Using SYSTEM_MODE(SEMI_AUTOMATIC) provides a lot of flexibility with regards to network connectivity and sleep. For example, it's possible to wake the device, then decide whether to publish data or not. You might want to do this to control the number of data operations you use. Or you might wake, take a sensor reading and save it, and only connect to cellular after a number of samples have been taken, to save power.

The general rules are:

If you are using HIBERNATE mode, the device runs setup() again, and networking is off at startup in SEMI_AUTOMATIC mode. Use Particle.connect() to reconnect to the network.

In ULTRA_LOW_POWER or STOP mode, on wake, execution continues after the sleep statement. The network will be restored to the state it was when you went to sleep.

You normally do not need to disconnect the cloud or turn off cellular before going to sleep. That will be handled by Device OS for you. The exception to this is if you were connected, but when you wake from ULTRA_LOW_POWER or STOP sleep you want to do so with the modem off. Because the connection state is restored on wake, you must manually disconnect before sleep if you want to do this.

Other situations

Network standby and being cloud connected

If you are using network standby with cloud connection enabled and are relying on being able to receive requests while asleep:

  • The longest time you can sleep is the keep-alive interval, typically 23 minutes. If you exceed this period without sending any data, the cloud can lose the ability to communicate with your device.
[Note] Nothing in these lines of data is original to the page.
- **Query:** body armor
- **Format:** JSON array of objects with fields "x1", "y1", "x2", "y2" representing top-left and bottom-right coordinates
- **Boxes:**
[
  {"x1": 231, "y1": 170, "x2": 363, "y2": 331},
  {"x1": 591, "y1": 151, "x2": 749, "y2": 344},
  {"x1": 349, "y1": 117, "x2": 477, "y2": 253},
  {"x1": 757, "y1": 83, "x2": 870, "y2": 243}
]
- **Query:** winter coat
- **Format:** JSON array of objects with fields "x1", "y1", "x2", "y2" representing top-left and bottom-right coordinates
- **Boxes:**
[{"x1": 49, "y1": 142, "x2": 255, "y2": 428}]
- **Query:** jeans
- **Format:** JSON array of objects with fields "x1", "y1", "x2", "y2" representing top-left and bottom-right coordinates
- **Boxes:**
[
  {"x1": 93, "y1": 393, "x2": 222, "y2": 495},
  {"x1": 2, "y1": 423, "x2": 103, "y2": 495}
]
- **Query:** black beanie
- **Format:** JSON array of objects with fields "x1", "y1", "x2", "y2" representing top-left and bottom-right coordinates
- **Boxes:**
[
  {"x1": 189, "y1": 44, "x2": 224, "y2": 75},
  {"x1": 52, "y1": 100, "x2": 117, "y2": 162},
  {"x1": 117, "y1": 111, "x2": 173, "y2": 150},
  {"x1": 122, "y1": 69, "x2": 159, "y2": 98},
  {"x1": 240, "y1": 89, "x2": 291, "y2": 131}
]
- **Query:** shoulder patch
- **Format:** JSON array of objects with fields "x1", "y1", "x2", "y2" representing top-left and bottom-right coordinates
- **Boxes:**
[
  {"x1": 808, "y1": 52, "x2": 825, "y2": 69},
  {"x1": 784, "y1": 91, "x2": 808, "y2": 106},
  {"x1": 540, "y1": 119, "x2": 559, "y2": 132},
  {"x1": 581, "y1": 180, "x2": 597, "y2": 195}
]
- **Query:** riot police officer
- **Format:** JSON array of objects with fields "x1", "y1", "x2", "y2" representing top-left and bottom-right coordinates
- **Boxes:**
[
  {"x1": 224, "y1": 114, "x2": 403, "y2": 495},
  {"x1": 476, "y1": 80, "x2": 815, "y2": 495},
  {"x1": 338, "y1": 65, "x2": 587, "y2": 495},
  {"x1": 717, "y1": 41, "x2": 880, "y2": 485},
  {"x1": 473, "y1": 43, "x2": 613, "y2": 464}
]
Fortunately, you can wake, send data, and go back to sleep very quickly in this mode, within a second or two.
  • Make sure you are cloud connected (Particle.connected() returns true) before going to sleep. If you are not fully connected, then you won't be able to receive cloud messages while asleep.
  • You cannot choose which features (function, variable, subscribe, OTA) will wake the device. If enabled, any of those will work to wake the device.

Battery usage

To get a general idea of how long a battery will last depending on mode and how of you wake, you can use the Battery Calculator.

Very short sleep cycles

Particle Device OS is not intended to handle very short sleep cycles. Practically speaking, the minimum is about 10 seconds.

One exception is Gen 3 and BLE. The nRF52840 MCU on Gen 3 devices is able to "micro-sleep" and wake very briefly to handle BLE advertising, and allowing incoming BLE connections to wake the device. On these cycles Device OS does not consider the device to really be awake and your code does not run, it only wakes enough to handle the BLE stack and go back to sleep, on the order of milliseconds.